Tutor Group Discussion
Today, on our Tutor Group, we had a very interesting discussion about teaching craft skills in Art and Design courses. I realised I hold a particular view on this and the exercise we did last week on the PGCert course served as a trigger for thoughts on this subject.
British Universities seem to be more and more inclined to scrape craft skills teaching (anatomy, drawing materials and techniques, etc…) as part of their BA courses. Cheltenham is closing one of the last University foundries, forcing my friend Hamish to write a book on metal casting to prevent knowledge been lost forever. Wimbledon is getting rid of their black and white darkrooms in favour of computer imaging (1 x darkroom = 4 x computer workstations).
In my home University (Universidad del Pais Vasco, Bilbao ), we were taught anatomy (bones and muscles, how do they move, how can they be represented), watercolour or even chemistry, and what we called cooking class (how to make your own oil paints etc...). I am not saying that BA’s should have a solely skills based curriculum but a balance must be found somewhere. Students today are highly independent and confident (which is something very few cared about in Bilbao) but, in my opinion, they lack knowledge about the essential tools of the trade.
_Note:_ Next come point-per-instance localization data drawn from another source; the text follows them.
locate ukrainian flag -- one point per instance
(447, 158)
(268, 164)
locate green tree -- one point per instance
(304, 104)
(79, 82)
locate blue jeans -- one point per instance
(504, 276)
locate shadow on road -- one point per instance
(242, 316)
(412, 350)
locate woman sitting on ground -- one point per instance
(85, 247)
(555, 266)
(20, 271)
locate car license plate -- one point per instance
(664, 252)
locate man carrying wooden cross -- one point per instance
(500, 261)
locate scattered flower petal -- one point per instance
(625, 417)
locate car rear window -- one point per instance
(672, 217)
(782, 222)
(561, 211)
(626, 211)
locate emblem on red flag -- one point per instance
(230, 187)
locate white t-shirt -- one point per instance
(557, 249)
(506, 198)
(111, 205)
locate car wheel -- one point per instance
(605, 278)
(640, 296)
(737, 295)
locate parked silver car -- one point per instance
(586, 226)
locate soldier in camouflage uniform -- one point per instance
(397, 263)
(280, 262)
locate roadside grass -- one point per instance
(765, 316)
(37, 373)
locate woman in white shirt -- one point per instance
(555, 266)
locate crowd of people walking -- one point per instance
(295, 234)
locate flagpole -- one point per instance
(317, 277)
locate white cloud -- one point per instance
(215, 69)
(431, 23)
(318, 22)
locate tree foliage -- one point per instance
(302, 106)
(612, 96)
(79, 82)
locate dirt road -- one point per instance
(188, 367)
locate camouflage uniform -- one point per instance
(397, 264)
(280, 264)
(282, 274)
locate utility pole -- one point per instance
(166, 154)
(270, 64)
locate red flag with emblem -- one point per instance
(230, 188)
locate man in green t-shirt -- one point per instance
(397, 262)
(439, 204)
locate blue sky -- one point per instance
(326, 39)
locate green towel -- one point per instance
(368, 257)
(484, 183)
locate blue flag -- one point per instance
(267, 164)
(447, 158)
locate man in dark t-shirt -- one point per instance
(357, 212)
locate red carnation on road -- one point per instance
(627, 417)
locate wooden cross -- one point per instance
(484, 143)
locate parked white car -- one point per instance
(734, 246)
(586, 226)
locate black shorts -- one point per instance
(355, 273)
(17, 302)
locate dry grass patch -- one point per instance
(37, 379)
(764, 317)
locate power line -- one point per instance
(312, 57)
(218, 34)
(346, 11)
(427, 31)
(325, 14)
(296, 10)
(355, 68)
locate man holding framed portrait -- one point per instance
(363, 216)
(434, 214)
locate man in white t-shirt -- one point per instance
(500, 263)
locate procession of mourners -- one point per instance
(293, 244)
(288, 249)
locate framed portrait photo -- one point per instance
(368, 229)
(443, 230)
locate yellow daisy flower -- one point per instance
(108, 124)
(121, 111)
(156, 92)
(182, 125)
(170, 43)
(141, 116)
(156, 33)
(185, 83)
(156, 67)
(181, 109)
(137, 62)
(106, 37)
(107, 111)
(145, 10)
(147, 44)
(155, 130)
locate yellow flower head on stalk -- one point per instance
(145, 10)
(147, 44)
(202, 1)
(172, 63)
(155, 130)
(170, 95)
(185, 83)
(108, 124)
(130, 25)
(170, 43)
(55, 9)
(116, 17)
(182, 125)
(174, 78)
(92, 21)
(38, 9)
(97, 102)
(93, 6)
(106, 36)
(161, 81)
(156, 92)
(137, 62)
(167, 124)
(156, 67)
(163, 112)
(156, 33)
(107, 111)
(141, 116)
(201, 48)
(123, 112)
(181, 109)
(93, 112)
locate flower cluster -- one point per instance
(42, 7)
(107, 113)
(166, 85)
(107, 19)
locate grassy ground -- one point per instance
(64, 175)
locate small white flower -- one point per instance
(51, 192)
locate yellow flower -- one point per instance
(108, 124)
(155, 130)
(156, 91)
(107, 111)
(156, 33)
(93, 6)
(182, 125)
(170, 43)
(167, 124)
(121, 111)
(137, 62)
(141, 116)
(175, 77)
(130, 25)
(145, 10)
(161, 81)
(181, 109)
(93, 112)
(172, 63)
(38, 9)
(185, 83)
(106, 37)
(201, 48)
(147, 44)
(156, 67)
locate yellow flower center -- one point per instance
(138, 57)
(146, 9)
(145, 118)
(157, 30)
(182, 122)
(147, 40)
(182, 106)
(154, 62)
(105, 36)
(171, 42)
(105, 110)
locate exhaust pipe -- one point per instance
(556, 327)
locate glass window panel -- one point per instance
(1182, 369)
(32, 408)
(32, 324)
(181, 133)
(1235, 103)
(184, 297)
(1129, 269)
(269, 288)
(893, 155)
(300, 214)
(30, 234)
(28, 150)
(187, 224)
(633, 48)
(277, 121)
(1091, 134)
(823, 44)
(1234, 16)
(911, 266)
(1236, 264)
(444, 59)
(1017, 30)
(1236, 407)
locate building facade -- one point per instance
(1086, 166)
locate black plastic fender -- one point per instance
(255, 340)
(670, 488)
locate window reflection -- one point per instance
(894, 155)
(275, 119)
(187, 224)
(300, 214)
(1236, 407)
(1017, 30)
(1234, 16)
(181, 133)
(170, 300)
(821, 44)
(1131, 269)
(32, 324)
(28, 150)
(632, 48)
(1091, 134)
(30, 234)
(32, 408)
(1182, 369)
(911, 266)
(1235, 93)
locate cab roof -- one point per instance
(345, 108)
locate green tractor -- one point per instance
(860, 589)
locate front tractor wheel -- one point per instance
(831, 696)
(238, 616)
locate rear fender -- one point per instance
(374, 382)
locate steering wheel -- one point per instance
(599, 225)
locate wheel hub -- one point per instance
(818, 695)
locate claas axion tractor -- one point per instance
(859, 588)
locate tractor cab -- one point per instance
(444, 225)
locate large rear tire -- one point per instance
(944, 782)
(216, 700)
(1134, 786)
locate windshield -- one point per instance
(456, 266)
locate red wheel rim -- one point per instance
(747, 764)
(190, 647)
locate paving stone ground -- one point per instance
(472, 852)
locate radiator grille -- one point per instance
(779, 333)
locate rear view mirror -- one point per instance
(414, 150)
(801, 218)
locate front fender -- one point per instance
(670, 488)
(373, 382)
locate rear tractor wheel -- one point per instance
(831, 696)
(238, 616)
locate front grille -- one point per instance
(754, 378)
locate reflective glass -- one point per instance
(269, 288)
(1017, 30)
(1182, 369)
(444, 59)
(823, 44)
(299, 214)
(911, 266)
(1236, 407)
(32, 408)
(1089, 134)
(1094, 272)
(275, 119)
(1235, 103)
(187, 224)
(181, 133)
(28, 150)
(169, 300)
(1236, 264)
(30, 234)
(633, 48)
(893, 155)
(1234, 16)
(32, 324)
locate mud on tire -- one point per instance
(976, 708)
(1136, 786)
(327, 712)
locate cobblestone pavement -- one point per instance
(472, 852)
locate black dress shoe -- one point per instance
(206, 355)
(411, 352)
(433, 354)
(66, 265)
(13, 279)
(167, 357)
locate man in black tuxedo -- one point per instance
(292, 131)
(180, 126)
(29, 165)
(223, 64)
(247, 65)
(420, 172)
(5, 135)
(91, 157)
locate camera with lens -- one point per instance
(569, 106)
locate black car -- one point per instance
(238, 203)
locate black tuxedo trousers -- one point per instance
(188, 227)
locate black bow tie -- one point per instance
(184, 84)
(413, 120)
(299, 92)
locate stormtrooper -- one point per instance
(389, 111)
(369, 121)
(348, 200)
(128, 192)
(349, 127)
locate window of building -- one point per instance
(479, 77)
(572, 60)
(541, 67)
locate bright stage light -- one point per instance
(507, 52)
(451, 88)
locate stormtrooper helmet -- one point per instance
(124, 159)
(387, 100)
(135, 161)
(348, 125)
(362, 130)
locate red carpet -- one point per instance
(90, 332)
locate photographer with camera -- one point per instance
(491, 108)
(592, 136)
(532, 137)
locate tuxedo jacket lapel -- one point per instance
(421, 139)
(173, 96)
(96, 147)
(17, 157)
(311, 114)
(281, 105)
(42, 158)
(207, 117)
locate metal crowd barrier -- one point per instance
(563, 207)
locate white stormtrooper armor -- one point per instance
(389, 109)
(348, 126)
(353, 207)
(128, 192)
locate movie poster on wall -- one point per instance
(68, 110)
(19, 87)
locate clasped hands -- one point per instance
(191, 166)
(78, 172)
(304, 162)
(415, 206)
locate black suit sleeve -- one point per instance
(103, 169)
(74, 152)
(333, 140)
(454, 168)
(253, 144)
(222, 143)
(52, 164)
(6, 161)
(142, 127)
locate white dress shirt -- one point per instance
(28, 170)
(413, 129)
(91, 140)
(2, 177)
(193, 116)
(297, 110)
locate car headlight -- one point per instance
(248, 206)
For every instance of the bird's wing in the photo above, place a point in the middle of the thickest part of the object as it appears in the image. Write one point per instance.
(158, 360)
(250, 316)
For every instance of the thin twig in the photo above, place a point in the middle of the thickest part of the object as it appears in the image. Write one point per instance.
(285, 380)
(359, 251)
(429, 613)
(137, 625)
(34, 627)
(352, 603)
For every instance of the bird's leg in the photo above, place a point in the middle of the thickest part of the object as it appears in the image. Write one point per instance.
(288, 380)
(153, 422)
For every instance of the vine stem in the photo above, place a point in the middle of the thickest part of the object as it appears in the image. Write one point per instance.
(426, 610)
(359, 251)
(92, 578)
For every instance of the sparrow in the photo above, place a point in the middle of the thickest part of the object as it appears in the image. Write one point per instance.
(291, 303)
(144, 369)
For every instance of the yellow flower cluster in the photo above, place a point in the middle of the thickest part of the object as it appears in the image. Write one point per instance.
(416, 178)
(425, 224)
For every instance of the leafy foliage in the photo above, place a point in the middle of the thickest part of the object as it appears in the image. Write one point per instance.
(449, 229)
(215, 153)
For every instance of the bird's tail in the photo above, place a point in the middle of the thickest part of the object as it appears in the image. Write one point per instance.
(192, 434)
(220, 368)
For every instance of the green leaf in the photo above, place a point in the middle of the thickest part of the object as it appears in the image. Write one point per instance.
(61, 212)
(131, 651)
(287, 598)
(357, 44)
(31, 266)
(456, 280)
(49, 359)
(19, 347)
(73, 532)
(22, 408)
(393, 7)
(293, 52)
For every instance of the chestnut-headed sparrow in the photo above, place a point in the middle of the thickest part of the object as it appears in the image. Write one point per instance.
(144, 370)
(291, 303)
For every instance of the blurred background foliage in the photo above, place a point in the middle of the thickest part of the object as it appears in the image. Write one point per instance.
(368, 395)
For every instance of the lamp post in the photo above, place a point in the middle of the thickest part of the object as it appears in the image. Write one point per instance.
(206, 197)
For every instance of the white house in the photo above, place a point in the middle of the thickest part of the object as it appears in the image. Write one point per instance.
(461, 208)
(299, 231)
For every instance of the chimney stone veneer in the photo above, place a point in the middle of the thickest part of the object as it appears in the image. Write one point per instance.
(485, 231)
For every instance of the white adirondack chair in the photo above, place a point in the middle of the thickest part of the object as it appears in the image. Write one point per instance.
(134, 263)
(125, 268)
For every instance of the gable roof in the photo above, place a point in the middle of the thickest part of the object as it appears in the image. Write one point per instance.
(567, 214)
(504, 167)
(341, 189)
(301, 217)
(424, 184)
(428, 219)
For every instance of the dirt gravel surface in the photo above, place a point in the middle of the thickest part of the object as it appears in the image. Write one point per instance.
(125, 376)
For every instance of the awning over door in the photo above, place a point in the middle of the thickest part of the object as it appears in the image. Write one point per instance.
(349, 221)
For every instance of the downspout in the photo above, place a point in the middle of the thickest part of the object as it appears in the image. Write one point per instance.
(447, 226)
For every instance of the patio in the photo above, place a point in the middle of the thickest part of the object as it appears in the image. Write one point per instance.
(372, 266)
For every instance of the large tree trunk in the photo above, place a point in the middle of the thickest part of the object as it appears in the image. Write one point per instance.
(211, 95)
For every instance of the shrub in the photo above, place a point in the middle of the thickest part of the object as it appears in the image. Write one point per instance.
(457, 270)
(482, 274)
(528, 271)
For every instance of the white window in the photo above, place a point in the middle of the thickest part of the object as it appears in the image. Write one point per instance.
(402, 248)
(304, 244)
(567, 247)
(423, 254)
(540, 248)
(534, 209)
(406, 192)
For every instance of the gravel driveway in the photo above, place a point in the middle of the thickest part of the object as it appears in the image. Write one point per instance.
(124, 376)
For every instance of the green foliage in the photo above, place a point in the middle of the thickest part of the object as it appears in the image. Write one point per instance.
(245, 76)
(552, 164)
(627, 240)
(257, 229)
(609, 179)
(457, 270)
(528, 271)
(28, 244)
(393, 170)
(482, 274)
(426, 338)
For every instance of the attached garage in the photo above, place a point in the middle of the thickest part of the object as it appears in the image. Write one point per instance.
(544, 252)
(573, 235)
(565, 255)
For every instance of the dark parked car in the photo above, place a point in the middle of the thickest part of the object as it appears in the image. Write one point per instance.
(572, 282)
Readers may have noticed I started a ballet syllabus at the age of 26. The more ballet I learn the more I think about its similarities with Art and Design education. Not what Art and Design education actually is, but what it could be. I enjoy doing technique because ballet IS technique. Without properly executed plies, pas de chats and grandes jetes en tournant (to name a few), one couldn’t subvert movements and choreograph music. Moreover, I couldn’t really dance without that knowledge. It is painful to learn how to pirouette. I have fallen flat on my face a few times. But now that I more or less know, I can begin to understand and relate it to other things (like the 4th ouvert position etc…) and aspects of dance (the 32 fouette turns of Swan Lake as a symbol of technique mastery). Without the technique and the fundaments of ballet, even if my conceptual thinking was very advanced, I would be a dancer with the most incredible thoughts and no language to transmit them.